ANALYSIS OF PROTEOMIC DIVERSITY AND CALCIUM BINDING PROTEIN(s) IN SEEDS OF HORSE GRAM (MACROTYLOMA UNIFLORUM) CULTIVARS FROM UTTARAKHANDHTML Full Text
ANALYSIS OF PROTEOMIC DIVERSITY AND CALCIUM BINDING PROTEIN(s) IN SEEDS OF HORSE GRAM (MACROTYLOMA UNIFLORUM) CULTIVARS FROM UTTARAKHAND
Netrapal Sharma * 1, Satpal Singh Bisht 1, Sanjay Gupta 2, Amrita Kumari Panda 3 and Mahendra Rana 4
Department of Zoology 1, Department of Pharmaceutical Sciences 4, Kumaun University, Nainital - 263002, Uttarakhand, India.
Department of Biochemistry and Biotechnology 2, S. B. S. Post Graduate Institute, Walawala, Dehradun - 248161, Uttarakhand, India.
Department of Biotechnology 3, Sarguja Vishwavidyalaya, Ambikapur - 497001, Chhattisgarh, India.

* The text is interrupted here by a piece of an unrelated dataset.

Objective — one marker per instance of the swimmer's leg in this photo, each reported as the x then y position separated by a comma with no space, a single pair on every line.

ABSTRACT: Proteomic study of Macrotyloma uniflorum is quite useful for exploration of its Calcium binding proteins (CBPs) and their antilithiasis character. CBPs play an important role in prevention of kidney stone formation. Considering this fact the study was design to identify CBPs in M. uniflorum. Total six samples were collected from different elevations of Uttarakhand. Total buffer soluble proteins of seeds were extracted according to the standard protocols. After quantification of protein with Bradford method 20 µg protein was loaded in 12% sodium dodecyl sulphate polyacrylamide gel electrophoresis (SDS-PAGE) gel according to Laemmli discontinuous system. CBPs were identified with the help of stains-all gel staining methods. In the proteomic study a protein (~44KDa) showed its distinct appearance when screened, the seeds from high elevation to low elevation. Three blue bands (CBPs) appear in all samples after stains-all staining. One high molecular weight protein (~43KDa) and two low molecular weight proteins (~25.1 and ~17KDa) respectively were observed. SDS-PAGE technique of seed proteins can be economically used to broad genetic variation and relatedness in cultivars and also to make distinction mutants from their parent genotype, seed protein based marker can be used for identification of genotype in future. This is a novel attempt for identification of CBPs on horse gram. CBPs have many therapeutic uses and may be used for development of antilithiatic drug formulations.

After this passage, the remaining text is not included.